I realize all these calculations can get confusing. The bottom line is that slower is better when it comes to working on pipes and stems. Of course, there is no substitute for skill and experience, and even a less-than-perfect setup can yield outstanding results in the hands of a skilled craftsman. Here's a quick summary:

Preferred Motor Speed: 1725 RPM

Preferred Wheel Size: 6 in. or 8 in.

Acceptable Motor Speed: 2000 RPM

Acceptable Wheel Size: 4 in.

(Also see the Q&A on buffing wheels and compounds.)


----------



## buzkirk (Mar 20, 2006)

Thanks !

Been looking for this info myself .

Tom


----------



## Mister Moo (Sep 8, 2005)

http://www.aspipes.org/faq/faq/ASP_Buffing_Polishing_FAQ.pdf

pipes.org discussions: 4", "6", 8", or 10" Buffer/Bench Grinder?

Low speed wheels are the real deal; you can de-nomenclature briar and fur up vulcanite and acrylic in a heatbeat if you're a bit careless; I practiced, then tried to ruin, a vulcanite bit'ed pipe on my "buffer" - it wasn't that hard to mess it up. Anyone should think twice (slowly) before getting a grinder to act as a pipe buffer.

I've noticed a couple of pipe shops with home made long shaft multiple wheels (like 5 or six) on a single drive motor. They run a lot slower than my 1750/3500 rpm 2x variable grinder/buffer and they'd certainly be much less difficult to use for waxing and polishing a pipe - especially a pipe with fine features. That said, I use the low speed on my two speed wheel without problems - except there are some pipes I wouldn't buff with it for fear of taking off details I'd miss. 800-900rpm seems like the perfect place to be.


----------



## BigKev77 (Feb 16, 2008)

Some great answers guys. Thanks


----------



## sepia5 (Feb 14, 2006)

So, hypothetically, something like this:

NEW RAND 350W High Power Drill Press/Bench Top - eBay (item 350190760857 end time Apr-22-09 18:00:00 PDT)

with a 4-inch wheel would work, if you were careful to go slow and not press the pipe/stem?

Or I guess this would be perfect if it was free-standing:

http://cgi.ebay.com/Rand-7-Paint-Buffer-Polisher-1-6hp-Variable-Speed-Case_W0QQitemZ390045222443QQcmdZViewItemQQptZLH_DefaultDomain_0?hash=item390045222443&_trksid=p3286.c0.m14&_trkparms=66%3A2%7C65%3A10%7C39%3A1%7C240%3A1318


----------



## plexiprs (Nov 18, 2005)

FOREDOM Bench Lathe ... nuff said!


----------



## BigKev77 (Feb 16, 2008)

plexiprs said:


> FOREDOM Bench Lathe ... nuff said!


If I only use half of it's rpm range, you think they will take off 50%? That would make a nice buffer.

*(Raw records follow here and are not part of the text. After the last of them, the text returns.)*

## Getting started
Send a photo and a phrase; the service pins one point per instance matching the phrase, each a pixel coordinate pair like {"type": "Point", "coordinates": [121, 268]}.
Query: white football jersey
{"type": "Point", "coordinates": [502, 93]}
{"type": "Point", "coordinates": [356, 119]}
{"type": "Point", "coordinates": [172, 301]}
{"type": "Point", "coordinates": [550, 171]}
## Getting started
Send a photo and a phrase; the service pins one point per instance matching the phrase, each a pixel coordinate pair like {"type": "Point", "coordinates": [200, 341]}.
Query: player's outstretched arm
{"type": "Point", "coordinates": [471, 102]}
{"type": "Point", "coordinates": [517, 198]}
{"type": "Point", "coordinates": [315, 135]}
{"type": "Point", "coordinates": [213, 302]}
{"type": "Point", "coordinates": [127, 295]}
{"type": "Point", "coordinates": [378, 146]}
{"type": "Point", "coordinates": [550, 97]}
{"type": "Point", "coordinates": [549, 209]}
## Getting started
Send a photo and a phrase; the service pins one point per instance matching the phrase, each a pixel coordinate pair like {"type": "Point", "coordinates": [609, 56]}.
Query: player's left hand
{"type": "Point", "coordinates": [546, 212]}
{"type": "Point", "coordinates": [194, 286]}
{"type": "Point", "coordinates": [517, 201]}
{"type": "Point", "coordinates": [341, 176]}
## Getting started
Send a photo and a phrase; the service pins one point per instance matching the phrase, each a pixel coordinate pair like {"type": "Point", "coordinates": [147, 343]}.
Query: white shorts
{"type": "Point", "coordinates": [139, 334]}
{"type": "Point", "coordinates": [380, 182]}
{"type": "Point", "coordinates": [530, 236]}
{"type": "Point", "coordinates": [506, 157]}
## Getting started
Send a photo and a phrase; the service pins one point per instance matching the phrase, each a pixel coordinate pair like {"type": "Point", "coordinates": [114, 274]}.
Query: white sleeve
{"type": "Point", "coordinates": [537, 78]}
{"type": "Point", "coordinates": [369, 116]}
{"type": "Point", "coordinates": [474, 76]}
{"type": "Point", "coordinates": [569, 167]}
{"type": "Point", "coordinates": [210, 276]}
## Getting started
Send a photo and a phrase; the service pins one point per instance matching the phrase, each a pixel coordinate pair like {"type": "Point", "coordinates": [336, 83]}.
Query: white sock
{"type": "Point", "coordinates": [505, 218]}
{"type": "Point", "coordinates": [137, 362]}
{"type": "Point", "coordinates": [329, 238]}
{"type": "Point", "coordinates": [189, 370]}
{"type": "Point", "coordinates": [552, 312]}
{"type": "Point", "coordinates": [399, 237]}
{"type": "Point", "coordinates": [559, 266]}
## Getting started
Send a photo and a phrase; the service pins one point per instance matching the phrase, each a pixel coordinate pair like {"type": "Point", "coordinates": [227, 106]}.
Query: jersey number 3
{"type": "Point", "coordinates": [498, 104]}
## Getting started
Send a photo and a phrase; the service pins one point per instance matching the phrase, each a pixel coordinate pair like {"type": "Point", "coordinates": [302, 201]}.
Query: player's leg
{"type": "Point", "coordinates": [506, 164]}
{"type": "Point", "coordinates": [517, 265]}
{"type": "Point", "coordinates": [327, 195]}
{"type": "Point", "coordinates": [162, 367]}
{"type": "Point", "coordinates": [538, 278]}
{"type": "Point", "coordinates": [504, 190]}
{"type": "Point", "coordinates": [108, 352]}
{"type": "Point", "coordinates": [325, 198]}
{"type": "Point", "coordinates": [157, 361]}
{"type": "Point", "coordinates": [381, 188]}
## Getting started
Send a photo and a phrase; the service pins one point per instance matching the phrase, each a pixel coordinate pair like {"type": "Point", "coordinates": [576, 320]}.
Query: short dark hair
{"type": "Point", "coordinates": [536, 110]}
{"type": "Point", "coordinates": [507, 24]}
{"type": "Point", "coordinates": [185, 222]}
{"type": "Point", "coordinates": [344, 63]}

I found this The Beall Tool Company

If I could find a CHEAP used lathe locally it would be the way to go. Flea Markets here I come.


----------



## Mister Moo (Sep 8, 2005)

plexiprs said:


> FOREDOM Bench Lathe ... nuff said!


This is the appealing tool but, at 200-clams and purpose-built, it was hard for me to consider. In the end I really need to buff household odds & ends, grind whatever comes along and sharpen three sets of mower blades once or twice a year. The Foredom thing looks like the buffer for a pipe. If I was making jewelry in the basement every weekend that'd be the one.


----------



## sepia5 (Feb 14, 2006)

bigkev77 said:


> If I only use half of it's rpm range, you think they will take off 50%? That would make a nice buffer.
> 
> I found this The Beall Tool Company
> 
> If I could find a CHEAP used lathe locally it would be the way to go. Flea Markets here I come.


This looks like a pretty good deal (and only $8 for shipping east of the Mississippi!!), but I don't see any info on the rpm specs. It does recommend 1725, but I wonder how low it will actually go.


----------



## Mister Moo (Sep 8, 2005)

sepia5 said:


> ... It does recommend 1725, but I wonder how low it will actually go.


I hold, for once and forever, if you plan to buff or polish pipes and stems at home, a 1700rpm machine will disappoint, even with a small wheel. That rev is just a hair away from holding polish well and it's fast enough to muck up a fine pipe or a prized piece of vulcanite with a little too much pressure or a moments inattention. Beware, buffer-getters. Always keeping an open mind I would ask anyone who is deep into it to tell about their great experiences with a wheel that turns this fast.

I like the flea market lathe idea with the Beall mandrel widget, though. Very cool way in to a new tool plus a great pipe polisher. No such thing as too many pipes or too many power tools.


----------



## gglen (Apr 20, 2009)

Its great to read all these tips I am thankful for the Pipe and Tobacco store in my town. I take all my pipes there for deep cleaning and any repairs.


----------



## plexiprs (Nov 18, 2005)

If buffing pipes and pipe accessories or fittings is your thing you don't want lots of power or torque and want lower end speed. 4" wheels and consistent quality compounds and waxes are what you want. Put waves in a collector-grade pipe and that cheap-ass Harbor Frieght grinder-cum-buffer is a deal no longer. Buyer Be Wary, and Informed!


----------